Stack, who represents both employers and employees in wrongful dismissal cases, is counsel to Bruce Kirke, who worked for Spartan Controls Ltd. for 25 years before the company fired him.

Kirke sued for wrongful dismissal. The trial judge awarded him 20 months’ notice, during which period he was entitled to damages for the loss of his base pay, benefits and quarterly bonus payments.

But the trial judge ruled that Kirke couldn’t claim damages related to the loss of payments he would’ve received during the reasonable notice period as a participant in Spartan’s shareholder profit-sharing agreement. While the agreement was part of Kirke’s compensation, he couldn’t claim the payments that vested during the 20 months’ notice period (apart from the first 90 days), as he had signed a shareholder agreement separate from the employment agreement authorizing the company to buy back employee-owned shares at any time on 90 days’ notice.

Kirke appealed the trial judge’s ruling on the profit-sharing payments, but the Alberta Court of Appeal dismissed his appeal.
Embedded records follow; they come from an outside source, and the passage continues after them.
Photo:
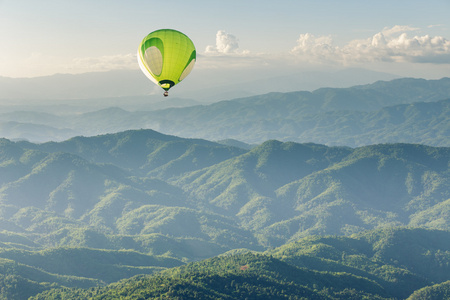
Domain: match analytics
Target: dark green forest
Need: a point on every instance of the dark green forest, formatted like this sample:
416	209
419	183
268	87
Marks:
139	214
204	219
The court reasoned the unambiguous terms of the shareholder agreement entitling the company to buy back the shares restricted Kirke’s right to that part of his compensation.

Read: Back to basics on employee share purchase plans

“Damages for a contractual breach in failing to provide reasonable notice are not payable to restore a terminated employee to the position they would have been in had they not been terminated,” the court stated.  “They aim to put the wrongfully terminated employee in the position they would have been in had the employer complied with its reasonable notice obligation.”

Here, the court concluded the employer’s duty to comply with its “reasonable notice obligation” included reference to the clause in the shareholder agreement that “unambiguously limited the time for which Mr. Kirke could claim the [shareholder profit-sharing agreement] entitlement.”

Kirke has applied to the Supreme Court for leave to appeal, but the high court hasn’t yet decided whether to hear the case.

“If the Court of Appeal’s decision stands, it may help employers nominally, but from a practical perspective, it will create a lot of uncertainty,” Stack says.